She got it right. if that's the best you got, ok.
No, no. She thought that they WERE government organizations this whole time. It's true that NOW they're going to be expensive for taxpayers.
How do you get that out of what she said? The campaign had been notified of the bailout bf she spoke, she knew it was going to be "expensive." QED and bwa-ha-ha.
Verb tense.
huh. don't see it.
My take: The Palin comment is well within the margin of error on the campaign trail. There is no "gaffe" here. Congress earlier this summer -- in the housing bill that both John McCain and Barack Obama supported but didn't bother to vote on -- gave Treasury Secretary Henry M. Paulson Jr. a blank check* to invest in Fannie or Freddie. It OKd a big bailout. Perhaps in your book a blank check freshly signed by Congress is not "too expensive." Perhaps you trust the government not to spend a blank check. Perhaps pigs have wings. Palin was right: The very existence of a blank check means that Fannie and Freddie are too expensive to taxpayers.
*In a comforting bedtime story that several members of Congress actually believed, Paulson said the blank check was so big and powerful (a bazooka of cash!) he would never have to use it. By the time Palin spoke, it was clear that Paulson's attempt at "verbal intervention" had failed and that real taxpayer money will be spent to prop up Fannie and Freddie. No one knows how much, but the Treasury has signed contracts to invest up to $100 billion in each company. Oh, and loan them money too. Oh, and buy their mortgage-backed securities. Do you really want to argue that she made a mistake by saying the two companies are "too big and too expensive to the taxpayers"?
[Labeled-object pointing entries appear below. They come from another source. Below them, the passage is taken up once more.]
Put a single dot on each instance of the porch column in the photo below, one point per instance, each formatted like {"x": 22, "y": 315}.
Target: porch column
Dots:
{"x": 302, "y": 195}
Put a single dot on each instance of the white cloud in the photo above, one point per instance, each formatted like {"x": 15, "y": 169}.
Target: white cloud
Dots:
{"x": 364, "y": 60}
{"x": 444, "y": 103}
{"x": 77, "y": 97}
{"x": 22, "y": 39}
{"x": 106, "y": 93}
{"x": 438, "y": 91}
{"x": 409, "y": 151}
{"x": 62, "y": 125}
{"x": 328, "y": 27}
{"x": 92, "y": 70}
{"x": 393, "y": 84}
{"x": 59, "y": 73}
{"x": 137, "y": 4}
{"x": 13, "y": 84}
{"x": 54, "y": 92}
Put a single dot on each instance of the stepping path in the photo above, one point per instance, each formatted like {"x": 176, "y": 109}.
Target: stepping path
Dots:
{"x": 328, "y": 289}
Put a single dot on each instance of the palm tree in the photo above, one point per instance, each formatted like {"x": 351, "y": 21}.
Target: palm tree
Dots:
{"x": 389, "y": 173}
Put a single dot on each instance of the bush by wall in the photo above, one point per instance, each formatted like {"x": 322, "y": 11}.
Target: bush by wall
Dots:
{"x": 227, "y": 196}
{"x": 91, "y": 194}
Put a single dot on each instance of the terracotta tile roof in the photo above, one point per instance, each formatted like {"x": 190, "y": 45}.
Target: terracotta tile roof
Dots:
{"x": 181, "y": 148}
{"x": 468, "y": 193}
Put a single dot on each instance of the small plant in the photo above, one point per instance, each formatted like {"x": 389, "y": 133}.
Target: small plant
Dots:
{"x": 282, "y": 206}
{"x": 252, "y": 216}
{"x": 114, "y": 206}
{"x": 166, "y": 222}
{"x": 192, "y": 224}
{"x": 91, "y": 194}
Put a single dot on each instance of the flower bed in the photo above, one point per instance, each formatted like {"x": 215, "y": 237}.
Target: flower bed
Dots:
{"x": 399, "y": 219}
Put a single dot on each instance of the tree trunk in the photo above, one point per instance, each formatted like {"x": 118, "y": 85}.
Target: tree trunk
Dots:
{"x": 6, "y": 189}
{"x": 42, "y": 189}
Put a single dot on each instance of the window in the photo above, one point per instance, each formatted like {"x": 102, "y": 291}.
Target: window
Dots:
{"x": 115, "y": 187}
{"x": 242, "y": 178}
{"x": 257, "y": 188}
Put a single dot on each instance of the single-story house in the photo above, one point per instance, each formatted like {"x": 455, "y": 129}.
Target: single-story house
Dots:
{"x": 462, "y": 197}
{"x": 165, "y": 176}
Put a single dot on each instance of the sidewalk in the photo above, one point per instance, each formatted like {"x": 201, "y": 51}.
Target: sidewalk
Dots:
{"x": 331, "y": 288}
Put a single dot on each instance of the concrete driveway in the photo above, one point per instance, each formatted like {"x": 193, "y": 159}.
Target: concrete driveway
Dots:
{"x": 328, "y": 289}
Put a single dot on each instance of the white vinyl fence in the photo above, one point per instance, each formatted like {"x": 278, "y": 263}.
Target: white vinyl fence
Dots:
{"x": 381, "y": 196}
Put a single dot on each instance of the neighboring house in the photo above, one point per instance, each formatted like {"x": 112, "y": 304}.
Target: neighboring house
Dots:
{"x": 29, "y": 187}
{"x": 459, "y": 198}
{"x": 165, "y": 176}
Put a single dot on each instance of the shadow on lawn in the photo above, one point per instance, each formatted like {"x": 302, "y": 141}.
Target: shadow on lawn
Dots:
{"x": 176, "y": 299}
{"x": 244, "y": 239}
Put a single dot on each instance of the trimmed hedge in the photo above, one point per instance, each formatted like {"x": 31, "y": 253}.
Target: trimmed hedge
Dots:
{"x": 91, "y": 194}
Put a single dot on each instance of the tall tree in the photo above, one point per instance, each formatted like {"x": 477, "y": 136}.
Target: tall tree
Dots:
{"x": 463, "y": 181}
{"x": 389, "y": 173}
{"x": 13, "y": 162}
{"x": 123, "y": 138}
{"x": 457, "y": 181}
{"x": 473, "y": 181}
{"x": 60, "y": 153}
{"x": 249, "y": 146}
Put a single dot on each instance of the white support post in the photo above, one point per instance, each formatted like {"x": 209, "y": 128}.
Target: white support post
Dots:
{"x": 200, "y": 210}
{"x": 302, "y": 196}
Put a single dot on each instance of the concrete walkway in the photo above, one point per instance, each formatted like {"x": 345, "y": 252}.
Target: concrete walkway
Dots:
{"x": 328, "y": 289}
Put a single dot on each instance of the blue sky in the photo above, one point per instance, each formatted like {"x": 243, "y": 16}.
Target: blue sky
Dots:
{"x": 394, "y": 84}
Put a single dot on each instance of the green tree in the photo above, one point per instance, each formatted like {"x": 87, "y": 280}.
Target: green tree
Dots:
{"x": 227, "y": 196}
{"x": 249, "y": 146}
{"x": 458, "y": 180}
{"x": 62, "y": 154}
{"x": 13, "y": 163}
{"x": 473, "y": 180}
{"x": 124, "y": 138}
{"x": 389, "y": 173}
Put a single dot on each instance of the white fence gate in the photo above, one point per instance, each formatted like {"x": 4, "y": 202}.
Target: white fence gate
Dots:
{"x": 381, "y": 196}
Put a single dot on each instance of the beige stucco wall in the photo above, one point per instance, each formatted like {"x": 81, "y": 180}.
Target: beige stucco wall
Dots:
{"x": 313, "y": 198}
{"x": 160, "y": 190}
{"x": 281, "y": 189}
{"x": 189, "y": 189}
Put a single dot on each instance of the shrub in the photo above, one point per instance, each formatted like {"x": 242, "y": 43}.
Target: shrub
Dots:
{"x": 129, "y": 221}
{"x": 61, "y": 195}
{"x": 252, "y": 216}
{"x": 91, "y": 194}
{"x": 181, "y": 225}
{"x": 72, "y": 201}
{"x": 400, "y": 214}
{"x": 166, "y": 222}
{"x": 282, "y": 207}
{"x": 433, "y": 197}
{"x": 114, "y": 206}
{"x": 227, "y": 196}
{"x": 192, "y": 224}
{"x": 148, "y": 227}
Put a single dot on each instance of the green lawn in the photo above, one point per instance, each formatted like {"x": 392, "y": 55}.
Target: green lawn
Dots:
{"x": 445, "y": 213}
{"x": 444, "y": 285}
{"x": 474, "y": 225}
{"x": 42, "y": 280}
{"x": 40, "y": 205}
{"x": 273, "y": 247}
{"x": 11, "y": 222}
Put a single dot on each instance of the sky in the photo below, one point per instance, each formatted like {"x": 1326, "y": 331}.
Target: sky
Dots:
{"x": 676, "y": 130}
http://latimesblogs.latimes.com/laland/2008/09/did-palin-make.html
Right now, the federal government, at a huge cost to taxpayers of perhaps $100 billion, is bailing out the two government-backed mortgage giants, Fannie Mae and Freddie Mac — the so-called GSEs. “GSE” stands for Government-Sponsored Enterprise. But some reporters are financially-illiterate, because if you point out the obvious — that the GSEs are going to cost taxpayers billions — reporters will condescendingly “correct” what you said, by insisting that they are completely “private sector” entities (false) that have yet to cost taxpayers a dime (false). (Back in July, the predicted cost to taxpayers was already already over $25 billion, according to the Congressional Budget Office. The cost could be up to $300 billion).